Here are some questions we have for our experiment we will conduct. Can photosynthesis take place in different types of light? (red light, uv etc) Can photosynthesis take place in the roots? (without leaves). How long does the plant need light to provide for for itself during the hours with no light? We are considering conducting this experiment. Can photosynthesis take place in different types of light?
we will be taking to you a lot next week designing our experiment! So far we have done a lab to prove that carbon is needed for photosynthesis, also testing do plants undergo cellular respiration! we look forward to asking you question's!
That is so fascinating to here what you do with flowers, it sound like a really fun subjects to study! We haven't started on the sun activities yet but when we do we will be sure to ask you any questions we have!
It's really great to meet all of you! My name is Kate and I am PhD student at Cornell University, which is in upstate New York. I am really fascinated by flowers--it's so cool to me how flowers can be lots of different shapes, sizes, and colors. I'm interested in how these types of flowers have evolved, and how the evolution of flowers might be different in places where a number of plant species share pollinators.
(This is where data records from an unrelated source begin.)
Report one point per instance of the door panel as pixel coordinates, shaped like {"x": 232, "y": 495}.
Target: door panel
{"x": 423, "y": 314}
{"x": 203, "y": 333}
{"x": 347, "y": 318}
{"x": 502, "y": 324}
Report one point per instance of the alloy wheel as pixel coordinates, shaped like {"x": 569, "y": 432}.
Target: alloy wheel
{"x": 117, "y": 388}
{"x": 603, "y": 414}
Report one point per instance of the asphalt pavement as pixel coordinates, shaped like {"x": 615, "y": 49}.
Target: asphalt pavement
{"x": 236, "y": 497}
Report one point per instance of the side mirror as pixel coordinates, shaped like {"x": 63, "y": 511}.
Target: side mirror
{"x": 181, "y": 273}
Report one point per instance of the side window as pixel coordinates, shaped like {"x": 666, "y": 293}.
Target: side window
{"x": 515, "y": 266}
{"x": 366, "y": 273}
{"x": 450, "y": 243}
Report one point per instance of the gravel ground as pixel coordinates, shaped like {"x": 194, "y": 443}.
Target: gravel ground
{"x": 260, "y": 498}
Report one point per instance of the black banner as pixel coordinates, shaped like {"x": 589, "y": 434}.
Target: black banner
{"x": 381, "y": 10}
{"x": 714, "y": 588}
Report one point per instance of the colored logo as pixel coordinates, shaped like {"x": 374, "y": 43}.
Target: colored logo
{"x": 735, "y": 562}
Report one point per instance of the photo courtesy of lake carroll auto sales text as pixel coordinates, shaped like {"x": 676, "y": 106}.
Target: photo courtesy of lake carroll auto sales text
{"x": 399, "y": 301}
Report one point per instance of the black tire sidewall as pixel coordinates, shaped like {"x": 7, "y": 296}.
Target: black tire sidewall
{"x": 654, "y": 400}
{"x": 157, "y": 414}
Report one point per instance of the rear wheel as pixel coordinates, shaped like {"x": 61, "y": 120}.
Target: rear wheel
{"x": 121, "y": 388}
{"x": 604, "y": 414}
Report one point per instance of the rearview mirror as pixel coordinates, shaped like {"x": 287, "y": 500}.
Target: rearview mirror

I study these questions in California, where there are a lot of native wildflowers, so I get to travel a lot for my work!
Right now, I'm processing the results of a big experiment I did this summer. I wanted to see the timing of when plants flower (like early summer vs. late summer) affects how many pollinators visit them and how many seeds they make. So, I used potted plants to experimentally change the flowering time of my plants. What I've found so far is that the plants that flowered earlier than they do in nature actually produced a lot more seeds than the ones that flowered at the normal time. This is totally not the breakthrough I was looking for, but, it can be exciting when an experiment gives you an unexpected result! Now I will spend a lot of time thinking about what might be happening with these plants and pollinators that might have caused this result.
Thanks for telling me about what you do when you're not in class. I hope those of you in fall sports are having good seasons so far! When I'm not working on my research, I like going to the gym or going to yoga classes, and I also really enjoy cooking and baking. Sometimes I make my own ice cream!
I know that you just got online for the first time--have you started any of the power of sunlight activities yet? I'm looking forward to hearing more about what you're doing soon, and feel free to ask me any questions at any point.
Hi our names are Hannah, Gabby, and Mikaela! We are all in biology this year. We all play sports during the school year such as cheer, soccer, and basketball. Something we like about science is doing experiments on the topic were learning! One question we have for you is what are some breakthroughs in science you might be coming upon?